For us, the strongest takeaway was that sensory design is most powerful when it is considered from the beginning. It should have a role, a reason and a relationship to the people using the space. When handled with intention, it can influence how people feel, how they behave and what they remember.

Sound, Scent and Showroom Storytelling

At Domus, Cake Architecture radically transformed the showroom into a multidimensional installation shaped by immersion, collaboration and collective experience.

Across the three days, the space evolved through a different typology and atmosphere. Day one became a gallery, day two shifted into a listening room and day three moved into a club. This changing format gave the showroom a sense of momentum, with sound and shared experience becoming central to how people moved through and understood the space.

The audio programme added another layer to this. Each evening was curated by a different collective, with Tango, Big Ears and Shady Sisters each bringing their own approach to sound, rhythm and communal energy. From Jules Archard’s Proto/Synthesis presentations to DJ sets, sonic interventions and Jazreena Harlow’s immersive soundscapes, the installation traced a journey from proto to synthesis.

What stood out was how confidently Domus used sound to shape atmosphere. The showroom was no longer a static product environment. It became a changing social space, moving between reflection, listening and nightlife culture. In the context of Clerkenwell, this felt especially relevant, pointing to a wider appetite for grounded, sensory experiences in an increasingly digital world.

Daily talks expanded this idea further, exploring design futures, embodied photography with Evan Purdy and nightlife’s role in collective transcendence with Francesca Mamino. Together, the programme positioned sound as more than a background layer. It became a way to create mood, encourage gathering and turn the showroom into a shared experience.

During a guided tour with Material Bank, taking us through eight different showrooms, we saw the same thinking appear through product storytelling and material direction. Softer finishes, organic forms and natural references appeared throughout the route, suggesting a move towards spaces that feel more tactile, more grounded and less showroom led.

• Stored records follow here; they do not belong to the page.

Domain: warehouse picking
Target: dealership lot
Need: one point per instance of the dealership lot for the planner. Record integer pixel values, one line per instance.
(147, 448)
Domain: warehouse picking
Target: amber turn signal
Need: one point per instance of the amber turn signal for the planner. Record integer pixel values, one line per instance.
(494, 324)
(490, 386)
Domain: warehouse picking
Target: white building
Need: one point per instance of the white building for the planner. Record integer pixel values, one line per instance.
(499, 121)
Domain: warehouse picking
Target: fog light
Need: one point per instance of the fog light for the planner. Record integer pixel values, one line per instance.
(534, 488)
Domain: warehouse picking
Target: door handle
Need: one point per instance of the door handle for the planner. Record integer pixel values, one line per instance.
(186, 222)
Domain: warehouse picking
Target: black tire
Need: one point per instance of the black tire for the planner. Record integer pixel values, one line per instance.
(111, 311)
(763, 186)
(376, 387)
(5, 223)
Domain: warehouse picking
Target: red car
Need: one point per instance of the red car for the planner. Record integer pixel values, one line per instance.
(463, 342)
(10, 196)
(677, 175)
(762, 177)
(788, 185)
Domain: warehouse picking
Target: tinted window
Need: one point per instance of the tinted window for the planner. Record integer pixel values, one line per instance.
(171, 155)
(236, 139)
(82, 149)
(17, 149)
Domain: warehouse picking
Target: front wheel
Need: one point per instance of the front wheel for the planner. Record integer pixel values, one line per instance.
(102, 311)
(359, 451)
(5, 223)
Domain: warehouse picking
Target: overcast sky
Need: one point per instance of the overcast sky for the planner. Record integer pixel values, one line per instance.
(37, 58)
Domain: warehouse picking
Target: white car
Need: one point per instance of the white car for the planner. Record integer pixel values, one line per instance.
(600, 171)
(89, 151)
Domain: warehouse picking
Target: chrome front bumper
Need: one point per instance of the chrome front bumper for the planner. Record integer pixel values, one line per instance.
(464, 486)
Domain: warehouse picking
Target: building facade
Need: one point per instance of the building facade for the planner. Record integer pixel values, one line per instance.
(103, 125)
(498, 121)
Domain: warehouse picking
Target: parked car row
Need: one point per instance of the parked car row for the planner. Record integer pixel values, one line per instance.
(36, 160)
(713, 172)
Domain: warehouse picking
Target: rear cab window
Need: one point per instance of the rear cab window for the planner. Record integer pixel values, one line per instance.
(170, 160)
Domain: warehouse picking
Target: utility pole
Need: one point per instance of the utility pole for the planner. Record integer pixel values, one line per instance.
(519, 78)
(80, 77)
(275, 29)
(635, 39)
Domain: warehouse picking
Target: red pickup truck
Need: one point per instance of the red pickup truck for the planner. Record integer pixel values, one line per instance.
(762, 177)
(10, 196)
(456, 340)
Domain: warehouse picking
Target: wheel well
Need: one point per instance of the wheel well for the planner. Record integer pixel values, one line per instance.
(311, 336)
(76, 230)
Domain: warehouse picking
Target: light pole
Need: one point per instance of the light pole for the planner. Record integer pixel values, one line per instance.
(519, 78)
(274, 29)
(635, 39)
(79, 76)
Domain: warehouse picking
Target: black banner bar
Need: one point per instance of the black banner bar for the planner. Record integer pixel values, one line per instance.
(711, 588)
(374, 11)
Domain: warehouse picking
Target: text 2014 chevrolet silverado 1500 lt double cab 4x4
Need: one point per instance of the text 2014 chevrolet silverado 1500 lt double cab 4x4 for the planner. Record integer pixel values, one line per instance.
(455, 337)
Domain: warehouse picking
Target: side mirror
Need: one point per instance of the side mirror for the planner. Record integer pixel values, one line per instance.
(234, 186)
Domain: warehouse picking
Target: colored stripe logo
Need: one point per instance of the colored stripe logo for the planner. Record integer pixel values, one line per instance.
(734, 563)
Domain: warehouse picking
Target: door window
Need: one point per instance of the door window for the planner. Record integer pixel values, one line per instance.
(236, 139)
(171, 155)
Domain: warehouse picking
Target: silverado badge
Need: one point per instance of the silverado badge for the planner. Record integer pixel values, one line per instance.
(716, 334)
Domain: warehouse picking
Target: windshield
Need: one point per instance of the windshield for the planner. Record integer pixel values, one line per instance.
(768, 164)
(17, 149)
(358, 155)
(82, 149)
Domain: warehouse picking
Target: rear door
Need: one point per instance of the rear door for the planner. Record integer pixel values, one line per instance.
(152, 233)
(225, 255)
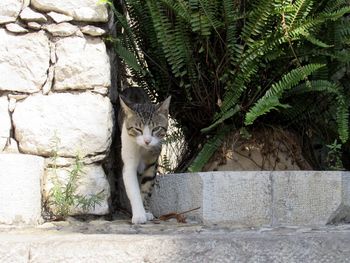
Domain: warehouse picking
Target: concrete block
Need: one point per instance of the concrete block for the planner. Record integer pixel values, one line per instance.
(20, 193)
(240, 198)
(306, 198)
(259, 198)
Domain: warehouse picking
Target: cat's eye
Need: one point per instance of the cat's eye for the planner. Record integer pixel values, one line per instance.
(159, 131)
(134, 131)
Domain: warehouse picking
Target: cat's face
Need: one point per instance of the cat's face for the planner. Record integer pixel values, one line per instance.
(147, 124)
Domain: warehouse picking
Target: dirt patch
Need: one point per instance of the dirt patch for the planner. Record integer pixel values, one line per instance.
(263, 149)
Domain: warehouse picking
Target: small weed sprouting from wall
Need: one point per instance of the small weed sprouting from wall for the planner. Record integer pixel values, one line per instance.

Villeroy and Boch, together with Ideal Standard, stood out for the way they placed water, wellness and sensory experience at the centre of their Clerkenwell presence. Alongside the latest bathroom collections at the London Design and Specification Centre, the brands partnered with Dezeen on Shaping Water, a programme of exhibitions, talks and installation design exploring the relationship between water, wellbeing and spatial experience.

This included Harmonic Tides, the winning installation by Arthur Mamou Mani at St John’s Gate. Formed from two undulating 3D printed walls, the installation used ripple like geometry, LED lighting and gentle music to create the feeling of moving through an underwater world.

Together, the showroom, exhibition and installation showed how brands are moving beyond simply presenting new ranges. They are building worlds around them, using material, sound, light and setting to give products more context and more emotional weight.